We favour options that offer regular alternatives, not just a crash bypass.

Anyone who’s lived in the Cowichan Valley for any length of time knows that there has been a need for an alternative route to get to Victoria basically forever.

Currently, the only time-efficient way to get any volume of traffic from the Cowichan Valley to Victoria and surrounding south island communities is over the Malahat highway.

While the situation is better than it used to be because the province has widened the road in several places, there remain bottlenecks (notably at Goldstream Park) where, if there is a crash, traffic is completely blocked, sometimes for many hours. With hundreds of commuters relying on the road every day, not to mention tourists and occasional users, it’s a recurring significant headache.

Right now, alternate routes are slow and uncertain. The Pacific Marine Circle Route is, well, circuitous, taking drivers on a rural road from Sooke through Lake Cowichan. The roadway is largely unpaved, sparsely travelled, and not something recommended during bad weather. The Mill Bay-Brentwood Bay Ferry is slow and small, thus unable to move large traffic volumes. The E&N rail line, which is a straight shot from Victoria through Duncan and beyond, has been shut down for years due to the need for serious track upgrades.
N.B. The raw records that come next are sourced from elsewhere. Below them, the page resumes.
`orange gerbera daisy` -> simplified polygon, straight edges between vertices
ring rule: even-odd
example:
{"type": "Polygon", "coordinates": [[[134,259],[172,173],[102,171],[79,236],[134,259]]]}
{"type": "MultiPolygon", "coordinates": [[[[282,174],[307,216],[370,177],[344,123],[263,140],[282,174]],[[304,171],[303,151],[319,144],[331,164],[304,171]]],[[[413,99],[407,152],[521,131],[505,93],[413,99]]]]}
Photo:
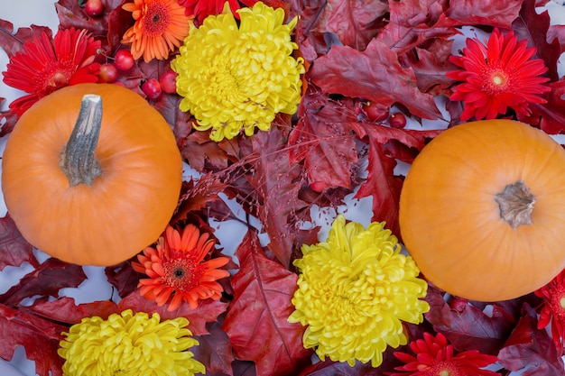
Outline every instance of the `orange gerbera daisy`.
{"type": "Polygon", "coordinates": [[[551,325],[551,337],[559,353],[562,355],[565,339],[565,271],[536,290],[535,295],[543,299],[538,329],[551,325]]]}
{"type": "MultiPolygon", "coordinates": [[[[186,7],[185,14],[194,16],[199,25],[208,15],[218,15],[224,10],[224,5],[227,2],[229,8],[236,18],[239,18],[239,14],[236,12],[240,8],[237,0],[179,0],[179,4],[186,7]]],[[[253,6],[257,0],[242,0],[246,6],[253,6]]]]}
{"type": "Polygon", "coordinates": [[[168,311],[177,309],[182,301],[194,309],[199,299],[219,299],[224,289],[216,280],[229,276],[229,272],[217,268],[226,265],[229,259],[217,257],[204,261],[213,247],[209,234],[200,234],[193,225],[181,232],[167,226],[156,248],[145,248],[137,256],[139,262],[132,262],[134,271],[150,277],[140,280],[141,295],[155,300],[159,307],[172,296],[168,311]]]}
{"type": "Polygon", "coordinates": [[[191,17],[184,14],[177,0],[134,0],[122,8],[132,12],[135,20],[122,39],[122,43],[132,45],[134,59],[165,60],[189,35],[191,17]]]}
{"type": "Polygon", "coordinates": [[[97,82],[100,64],[94,62],[100,41],[86,30],[60,31],[51,39],[45,33],[28,41],[23,50],[10,58],[4,82],[29,95],[10,104],[21,116],[43,96],[69,85],[97,82]]]}
{"type": "Polygon", "coordinates": [[[527,47],[527,41],[518,41],[514,32],[503,35],[495,29],[487,45],[468,39],[463,56],[449,59],[462,70],[447,73],[449,78],[463,81],[449,97],[465,103],[461,120],[494,119],[506,114],[508,107],[528,115],[529,103],[545,103],[540,95],[550,91],[542,85],[549,78],[540,75],[547,68],[542,60],[531,59],[536,51],[535,47],[527,47]]]}

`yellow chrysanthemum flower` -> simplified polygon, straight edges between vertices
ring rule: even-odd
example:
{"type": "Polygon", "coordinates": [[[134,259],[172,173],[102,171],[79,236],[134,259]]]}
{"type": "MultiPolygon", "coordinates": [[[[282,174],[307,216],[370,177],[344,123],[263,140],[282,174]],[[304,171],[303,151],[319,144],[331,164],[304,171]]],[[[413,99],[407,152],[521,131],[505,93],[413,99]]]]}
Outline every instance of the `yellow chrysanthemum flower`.
{"type": "Polygon", "coordinates": [[[291,32],[294,17],[283,24],[284,11],[262,2],[238,11],[237,27],[227,3],[224,12],[192,28],[171,67],[180,108],[190,111],[198,130],[212,128],[210,139],[267,131],[277,113],[294,114],[301,101],[303,60],[291,54],[298,46],[291,32]]]}
{"type": "Polygon", "coordinates": [[[303,257],[293,262],[301,274],[289,321],[308,326],[304,347],[317,347],[321,359],[378,367],[387,345],[407,343],[401,320],[419,324],[430,309],[419,299],[428,284],[384,226],[366,230],[339,215],[327,242],[302,245],[303,257]]]}
{"type": "Polygon", "coordinates": [[[202,363],[187,349],[199,344],[177,317],[161,322],[159,314],[135,315],[131,309],[103,320],[83,318],[63,333],[59,355],[69,376],[192,376],[205,373],[202,363]]]}

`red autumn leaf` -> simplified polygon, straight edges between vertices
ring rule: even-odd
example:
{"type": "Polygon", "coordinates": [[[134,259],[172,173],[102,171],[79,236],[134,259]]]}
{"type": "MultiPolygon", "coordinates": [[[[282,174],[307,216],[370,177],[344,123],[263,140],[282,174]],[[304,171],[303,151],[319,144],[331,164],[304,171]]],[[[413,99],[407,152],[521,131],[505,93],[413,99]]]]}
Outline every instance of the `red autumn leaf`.
{"type": "Polygon", "coordinates": [[[62,376],[63,359],[57,354],[61,333],[67,326],[0,304],[0,358],[11,361],[23,345],[25,355],[35,362],[39,375],[62,376]]]}
{"type": "Polygon", "coordinates": [[[433,39],[449,43],[449,38],[458,32],[452,25],[438,23],[447,6],[445,2],[408,0],[389,3],[389,23],[376,39],[398,55],[424,43],[429,44],[433,39]]]}
{"type": "Polygon", "coordinates": [[[433,96],[418,89],[413,70],[403,68],[396,53],[375,39],[363,52],[334,46],[309,73],[324,93],[362,97],[384,106],[400,103],[415,116],[441,118],[433,96]]]}
{"type": "Polygon", "coordinates": [[[0,295],[0,302],[15,305],[26,298],[37,295],[58,297],[60,289],[76,288],[86,279],[87,275],[81,266],[51,257],[23,276],[18,284],[0,295]]]}
{"type": "Polygon", "coordinates": [[[452,298],[448,303],[443,293],[432,288],[426,301],[430,311],[424,316],[458,352],[478,350],[496,355],[516,324],[514,316],[496,303],[492,314],[486,315],[465,299],[452,298]]]}
{"type": "Polygon", "coordinates": [[[107,319],[108,316],[116,313],[116,303],[109,300],[94,301],[90,303],[76,304],[75,299],[62,297],[50,301],[48,298],[40,298],[30,306],[26,311],[38,316],[65,324],[78,324],[84,317],[97,316],[107,319]]]}
{"type": "Polygon", "coordinates": [[[34,268],[39,262],[33,256],[33,247],[27,243],[7,213],[0,219],[0,271],[6,266],[20,266],[29,262],[34,268]]]}
{"type": "Polygon", "coordinates": [[[120,297],[125,297],[135,290],[139,279],[143,278],[143,274],[134,271],[129,261],[107,267],[104,271],[108,282],[116,288],[120,297]]]}
{"type": "Polygon", "coordinates": [[[190,324],[188,328],[192,335],[199,335],[208,334],[206,323],[211,323],[218,319],[218,316],[226,311],[227,304],[220,300],[199,300],[199,307],[190,309],[189,304],[181,304],[174,311],[168,311],[166,306],[158,307],[154,300],[148,300],[135,290],[125,297],[117,305],[116,313],[125,309],[131,309],[134,314],[137,312],[146,312],[150,316],[158,313],[162,320],[172,319],[175,317],[186,317],[190,324]]]}
{"type": "Polygon", "coordinates": [[[498,353],[498,362],[508,371],[521,371],[522,376],[563,375],[565,365],[555,344],[545,330],[537,328],[533,309],[526,311],[498,353]]]}
{"type": "Polygon", "coordinates": [[[219,373],[233,376],[232,362],[236,358],[229,338],[220,326],[218,322],[210,323],[208,326],[209,335],[197,336],[199,344],[190,351],[206,366],[207,375],[219,373]]]}
{"type": "Polygon", "coordinates": [[[530,116],[518,115],[518,120],[539,126],[548,134],[565,133],[565,79],[549,84],[551,91],[546,96],[547,103],[531,103],[530,116]]]}
{"type": "Polygon", "coordinates": [[[306,206],[299,199],[301,166],[291,163],[285,135],[277,127],[242,142],[241,152],[254,167],[246,178],[259,196],[259,219],[271,240],[269,249],[288,266],[297,231],[296,212],[306,206]]]}
{"type": "Polygon", "coordinates": [[[49,27],[37,25],[21,27],[14,33],[14,24],[0,19],[0,46],[10,58],[23,50],[23,43],[33,40],[34,37],[41,35],[43,32],[49,37],[52,35],[49,27]]]}
{"type": "Polygon", "coordinates": [[[403,180],[394,175],[395,156],[388,155],[390,141],[421,150],[427,138],[435,137],[441,131],[414,131],[385,127],[379,124],[358,123],[351,127],[361,138],[367,137],[368,175],[356,194],[356,198],[373,197],[373,220],[385,221],[389,228],[401,239],[398,224],[400,192],[403,180]]]}
{"type": "Polygon", "coordinates": [[[317,10],[315,19],[301,19],[302,23],[314,23],[314,32],[333,32],[341,43],[363,50],[378,32],[375,25],[388,12],[386,1],[374,0],[329,0],[310,2],[309,8],[317,10]]]}
{"type": "Polygon", "coordinates": [[[358,157],[348,123],[357,121],[357,115],[343,102],[328,100],[313,85],[308,87],[306,96],[302,117],[288,140],[293,146],[290,162],[304,160],[309,185],[316,191],[351,189],[358,157]]]}
{"type": "Polygon", "coordinates": [[[445,15],[458,25],[498,26],[509,29],[518,17],[522,1],[449,0],[445,15]]]}
{"type": "Polygon", "coordinates": [[[222,325],[236,356],[254,361],[259,376],[297,374],[311,353],[302,347],[304,327],[287,321],[297,275],[267,259],[252,231],[236,255],[241,266],[232,277],[235,297],[222,325]]]}

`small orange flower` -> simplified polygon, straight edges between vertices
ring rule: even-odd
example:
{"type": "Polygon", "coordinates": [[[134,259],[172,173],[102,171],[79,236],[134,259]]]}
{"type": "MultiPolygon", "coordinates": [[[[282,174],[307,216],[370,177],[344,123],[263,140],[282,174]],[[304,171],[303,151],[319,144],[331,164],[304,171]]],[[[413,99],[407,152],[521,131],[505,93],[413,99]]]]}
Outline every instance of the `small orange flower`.
{"type": "Polygon", "coordinates": [[[214,240],[207,233],[200,234],[198,227],[188,225],[179,232],[167,226],[164,237],[160,237],[156,248],[147,247],[132,262],[134,271],[150,278],[140,280],[140,293],[159,307],[169,298],[168,311],[177,309],[182,301],[190,309],[198,307],[199,299],[218,300],[224,290],[216,280],[229,276],[217,268],[227,263],[227,257],[217,257],[203,261],[214,247],[214,240]]]}
{"type": "Polygon", "coordinates": [[[177,0],[134,0],[122,5],[135,20],[122,39],[131,44],[134,59],[165,60],[189,34],[191,18],[177,0]]]}
{"type": "Polygon", "coordinates": [[[543,299],[538,329],[551,324],[551,337],[560,354],[563,354],[565,339],[565,270],[550,283],[535,291],[543,299]]]}
{"type": "Polygon", "coordinates": [[[3,72],[4,82],[25,91],[10,104],[21,116],[35,102],[61,87],[83,82],[97,82],[100,64],[94,62],[100,41],[87,30],[60,31],[51,39],[45,33],[23,44],[23,50],[12,58],[3,72]]]}
{"type": "Polygon", "coordinates": [[[542,60],[532,59],[536,51],[527,47],[527,41],[518,41],[514,32],[503,35],[495,29],[487,45],[468,39],[463,56],[449,59],[461,70],[447,72],[449,78],[462,81],[449,97],[465,103],[461,120],[494,119],[508,107],[528,115],[530,103],[545,103],[540,95],[550,91],[542,85],[549,78],[541,75],[547,68],[542,60]]]}

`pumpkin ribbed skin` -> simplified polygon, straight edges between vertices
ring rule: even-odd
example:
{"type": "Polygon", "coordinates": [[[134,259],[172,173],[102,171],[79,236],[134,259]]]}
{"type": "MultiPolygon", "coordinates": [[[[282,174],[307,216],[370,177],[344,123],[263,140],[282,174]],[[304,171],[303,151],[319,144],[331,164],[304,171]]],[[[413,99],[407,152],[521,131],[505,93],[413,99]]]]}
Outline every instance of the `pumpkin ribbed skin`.
{"type": "Polygon", "coordinates": [[[414,160],[399,220],[407,251],[439,288],[481,301],[528,294],[565,268],[565,151],[514,121],[457,125],[414,160]],[[513,228],[495,197],[517,181],[535,202],[532,224],[513,228]]]}
{"type": "Polygon", "coordinates": [[[167,122],[141,96],[111,84],[67,87],[38,101],[18,120],[2,160],[5,201],[23,237],[81,265],[114,265],[157,240],[181,182],[167,122]],[[101,175],[70,187],[59,163],[85,94],[102,97],[101,175]]]}

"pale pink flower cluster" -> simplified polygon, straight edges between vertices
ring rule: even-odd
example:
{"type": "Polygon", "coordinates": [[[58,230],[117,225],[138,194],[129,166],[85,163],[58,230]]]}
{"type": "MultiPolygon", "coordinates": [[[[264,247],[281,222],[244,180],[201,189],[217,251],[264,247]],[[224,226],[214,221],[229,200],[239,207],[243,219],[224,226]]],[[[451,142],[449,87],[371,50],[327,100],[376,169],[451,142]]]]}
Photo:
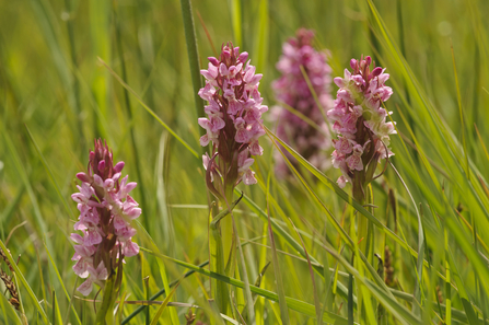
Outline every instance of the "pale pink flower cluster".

So the status quo is undesirable.

All manner of fixes have been proposed by Vancouver Island residents over the years, including a bridge across the Saanich Inlet, a bigger, faster ferry, repairing the rail line, and twinning or building a new parallel highway.

Now, the provincial Ministry of Transportation and Infrastructure has announced a feasibility study for an emergency alternate route. It’s already causing some controversy, with folks riled up about the possibility of a route through the Capital Regional District watershed.

We favour options that offer regular alternatives, not just a crash bypass. Those will require long-term investments, possibly not just in roads. It’s time to be truly forward thinking. That won’t happen if we only look at emergency routes.